„Katastrophale Bedingungen“

Arbeitsbedingungen wie im ‚Tatort‘-Drehbuch: Zoll enthüllt katastrophale Zustände in Kurier- und Paketbranche

Veröffentlicht: 23.04.2024 | Geschrieben von: Christoph Pech | Letzte Aktualisierung: 23.04.2024
Lieferfahrzeug mit Paketen

Die Finanzkontrolle Schwarzarbeit der Generalzolldirektion hat in einem Schreiben an das Bundesfinanzministerium schwere Vorwürfe gegen die Kurier-, Express- und Paketbranche erhoben. Aufgrund des weit verbreiteten Subunternehmer-Systems sei die Branche für Schwarzarbeit und andere illegale Beschäftigungsformen anfällig. Die Ermittlungen erstreckten sich „in erheblichem Umfang auf Sachverhalte, die der schweren strukturellen Kriminalität zuzuordnen sind beziehungsweise die seitens der Staatsanwaltschaft als organisierte Kriminalität bewertet wurden“.
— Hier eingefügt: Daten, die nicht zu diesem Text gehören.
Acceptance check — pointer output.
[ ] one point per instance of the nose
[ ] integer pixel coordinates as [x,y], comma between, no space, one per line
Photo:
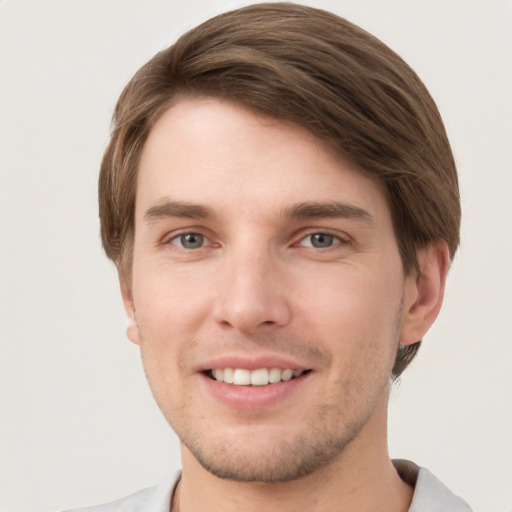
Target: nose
[251,293]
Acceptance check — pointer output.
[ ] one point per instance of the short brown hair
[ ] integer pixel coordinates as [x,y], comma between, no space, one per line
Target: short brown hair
[315,69]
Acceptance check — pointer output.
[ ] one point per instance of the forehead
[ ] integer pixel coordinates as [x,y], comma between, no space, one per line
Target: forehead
[213,152]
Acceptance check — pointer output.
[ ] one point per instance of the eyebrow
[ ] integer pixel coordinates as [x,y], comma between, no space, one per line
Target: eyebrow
[331,209]
[299,211]
[178,209]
Weiter ist in dem Schreiben, das der Rheinischen Post vorliegt, die Rede davon, dass planmäßig ein System von „tatsächlich aktiven Unternehmen und gewerblich registrierten, aber tatsächlich inaktiven Unternehmen, die durch Strohleute geführt werden“, erschaffen worden sei. So sollen Behörden getäuscht und Verantwortlichkeiten verschleiert werden.
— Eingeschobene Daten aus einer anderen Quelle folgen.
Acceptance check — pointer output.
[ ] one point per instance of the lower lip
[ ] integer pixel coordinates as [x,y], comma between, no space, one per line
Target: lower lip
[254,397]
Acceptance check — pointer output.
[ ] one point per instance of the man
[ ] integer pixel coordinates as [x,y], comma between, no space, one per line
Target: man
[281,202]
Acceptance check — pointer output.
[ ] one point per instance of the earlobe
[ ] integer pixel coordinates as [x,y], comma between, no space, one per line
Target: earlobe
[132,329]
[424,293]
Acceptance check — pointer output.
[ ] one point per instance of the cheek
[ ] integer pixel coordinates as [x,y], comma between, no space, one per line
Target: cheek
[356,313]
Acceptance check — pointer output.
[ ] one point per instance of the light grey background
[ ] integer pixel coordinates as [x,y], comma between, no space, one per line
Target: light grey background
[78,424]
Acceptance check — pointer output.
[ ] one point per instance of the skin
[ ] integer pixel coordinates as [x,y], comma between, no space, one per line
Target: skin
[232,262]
Konkrete Beispiele der Zolldirektion

In dem Bericht an das Finanzministerium nennt der Zoll zahlreiche konkrete Beispiele aus jüngsten Prüfungen und Ermittlungen. In einem Subunternehmen, das vom Berliner Hauptzollamt untersucht wurde, hatte der Geschäftsführer etwa „keinerlei Kenntnisse über die Geschäftsabläufe, kannte seine Arbeitnehmer nicht“. In Erfurt seien bei einem Unternehmen die vorgelegten Arbeitszeitnachweise „auffällig gleichbleibend“, unabhängig von Wetterlage oder Verkehrsbedingungen. In einem Unternehmen im Münsterland kannten die Arbeitnehmer:innen ihren tatsächlichen Arbeitgeber gar nicht und in Köln wurde gar ein Schwarzgeld-System enttarnt, bei dem die tatsächliche Arbeitszeit verschleiert wurde.
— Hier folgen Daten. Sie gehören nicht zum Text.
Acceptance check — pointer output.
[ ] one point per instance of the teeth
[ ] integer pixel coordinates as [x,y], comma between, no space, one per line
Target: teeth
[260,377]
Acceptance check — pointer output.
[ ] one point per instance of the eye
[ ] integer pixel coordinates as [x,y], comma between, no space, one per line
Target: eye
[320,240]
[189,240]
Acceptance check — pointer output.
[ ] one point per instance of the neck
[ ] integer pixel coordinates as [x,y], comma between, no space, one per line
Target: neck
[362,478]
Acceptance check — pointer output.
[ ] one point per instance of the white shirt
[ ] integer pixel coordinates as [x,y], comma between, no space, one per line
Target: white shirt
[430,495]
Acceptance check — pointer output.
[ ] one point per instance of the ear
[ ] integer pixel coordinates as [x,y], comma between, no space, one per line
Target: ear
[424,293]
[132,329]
„Der Bericht des Zolls zeigt noch einmal sehr deutlich, was man immer wieder hört: Die Arbeitsbedingungen in der Kurier- und Paketbranche sind zum Teil katastrophal. Die Schilderungen des Zolls lesen sich mitunter wie ein Drehbuch für den ‚Tatort‘ in der ARD“, sagte NRW-Arbeitsminister Karl-Josef Laumann (CDU) gegenüber der Rheinischen Post. Es müssten die richtigen rechtlichen Rahmenbedingungen geschaffen werden, um faire Arbeitsbedingungen zu schaffen. Auch der SPD-Bundestagsabgeordnete sieht aufgrund des Berichts „großen Handlungsbedarf wegen der kriminellen Zustände“, wie er dem Spiegel sagt.

 

Verbot von Subunternehmen?

Mit der Reform des Postgesetzes, die die Bundesregierung Ende 2023 beschlossen hatte, sollen die Arbeitsbedingungen in der Branche eigentlich verbessert werden. Die Bundesnetzagentur soll künftig etwa alle Anbieter von Postdienstleistungen in ein Verzeichnis eintragen und überprüfen und Paketdienste sollen die Zuverlässigkeit ihrer Subunternehmen kontrollieren. Bundestag und Bundesrat müssen allerdings noch über die Reform abstimmen.

Fraglich ist noch, ob der Bund Subunternehmerstrukturen in der Branche verbieten können sollte. Nordrhein-Westfalen hatte eine entsprechende Initiative im Februar in den Bundesrat eingebracht. Auch die Gewerkschaft Ver.di ist für ein solches Verbot. Der Bundesverband Paket- und Expresslogistik (BPEX, ehemals BIEK) verweist dagegen auf „Tausende anständige Transportunternehmer“. Ein Verbot von Subunternehmen wäre ungerechtfertigt und unverhältnismäßig und würde zudem den Wettbewerb einschränken.